Can a Diet-Changing App Influence Healthcare?

December 14, 2018


There’s no easy way to say this: poor nutrition is one of the most pressing challenges the world is facing today. The malnutrition rates are a clear indication that this crisis is spiraling out of controlcurrently, 1.9 billion adults are overweight or obese and 462 million are underweight.

Who’s to blame? The weight-loss industry sat up and took notice: they believe individuals should take exclusive responsibility for their excess pounds or for following the cult of skinny.

But when the definitions of healthy body weight keep changing every so often, what do you aim for? And how do you stop feeling guilty after indulging in food, skipping a workout or going on an extreme diet that backfired?

We have all been there. Doubted ourselves after that third slice of pizza. Missed an opportunity to run our weight off. Believed a juice cleanse is a magical cure-all. But while guilt might be a powerful motivator, that’s a path you don’t want to follownot when it can severely impact your mental well-being.

So, what if there was an app that empowers effective behavior change and removes the feelings of failure on your way to success?

Walmart and engagedIN joined forces with that mission: to engage consumers and employees with chronic health conditions to address their diet issues without feeling like they did something wrong.

At the Annual Health 2.0 Fall Conference in Silicon Valley, it became official. David HokeSenior Director of Associate Health and Well-Being at Walmart and Kyra BobinetCEO and Founder of neuroscience design firm engagedIN revealed Fresh Tri™a healthy behavior app that works with AI algorithms to better identify and change bad food habits.

Making healthy lifestyle changes and sticking to them might be your ultimate goal. But we know that’s easier said than done. It requires much more than having an avocado toast for breakfast or getting off the bus one stop early.

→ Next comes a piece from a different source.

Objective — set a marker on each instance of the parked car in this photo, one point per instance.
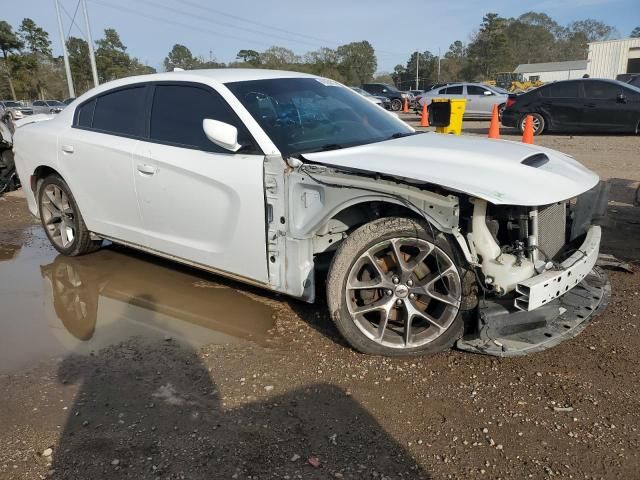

In what follows, we take a look at how this new practice app for science-based eating habits can support your healthy living journey.

Say ‘Hello’ to Fresh Tri

You certainly browsed through the wide selection of lifestyle apps that constantly appear in the App Store and promise to make a difference in your life. That’s why you’re probably wondering by now what power does this app hold to actually rewire your brain and finally break your bad eating habits—when all the other lifestyle apps you have tried so far lead you to the same results.

Fresh Tri invites you to test-drive healthy habits by following “a positive approach based on the brain science of habit formation”—and until you find what truly works for you, there is no fail; just practice. Every time you notice a habit doesn’t fit in your daily routine, you iterate instead of sinking into guilt.

The aim is to build a brain taxonomy to identify how your habits actually shape you. You will be able to observe your eating behavior and understand what path leads to changes in your food habits.

All of this is possible by applying neuroscience to train your brain. Let’s get to grips with it.

How Neuroscience Can Help You Change a Habit for Good

It is common knowledge that the more often we perform an action, the more it gets physically wired into our brains. But if we’re honest about it, humans are hardly in control of their daily actions. We’re good at forming habits—and it’s especially easy to revert to old bad ones—but then these very same repetitive routines allow us to run on autopilot nearly half of the time.

That’s why you need the same commitment and consistency to disrupt the status quo. And this is where neuroscience comes into play. According to research on the nervous system, there are certain steps you can take to break a bad habit and replace it with a new one:

  • Recognize the trigger for your bad habit;
  • Wire a new healthy or positive habit to override the bad-habit trigger.

In this sense, rebuilding your habits comes down to paying close attention to what’s triggering your behavior. You also shouldn’t go all out right from the beginning—instead, make the change small enough for it to be unfailingly consistent. To close the deal and pursue the new routine attentively, you need to ride the motivational wave whenever possible—when your motivation is high, don’t just resume to wishful thinking; take immediate action!

To put the above into work, just take a look at how BJ Fogg, director of the Stanford Behavior Design Lab, addressed the situation.

He set his goal: drink more tea. Then, he started to anticipate when motivation was at its peak. This way, he became more aware of his daily fluctuations in motivation and did the hardest things when he was feeling the best—he bought all sorts of tea, got an electric kettle to boil water, and put the items on accessible places around the kitchen. Every time he was in the room, his drink choice wasn’t a head-scratcher any longer.

Practice Makes Progress

Now that you understand how neuroscience can lead your journey to healthier lifestyle decisions, it’s time to use it to your advantage.

Fresh Tri is a mindset shift designed to outline the paths you can take to get to the results you want—at your own pace. It not only serves as a daily reminder to add healthy habits to your routine but also as a cue to tweak and refine your progress until you adopt a better lifestyle.

But remember: It all begins with uncovering the power to commit—and a helping hand along the way might be just the push forward you have been looking for.

So, will giving healthy habits a Fresh Tri end up influencing healthcare? We’ll leave it up to you to decide.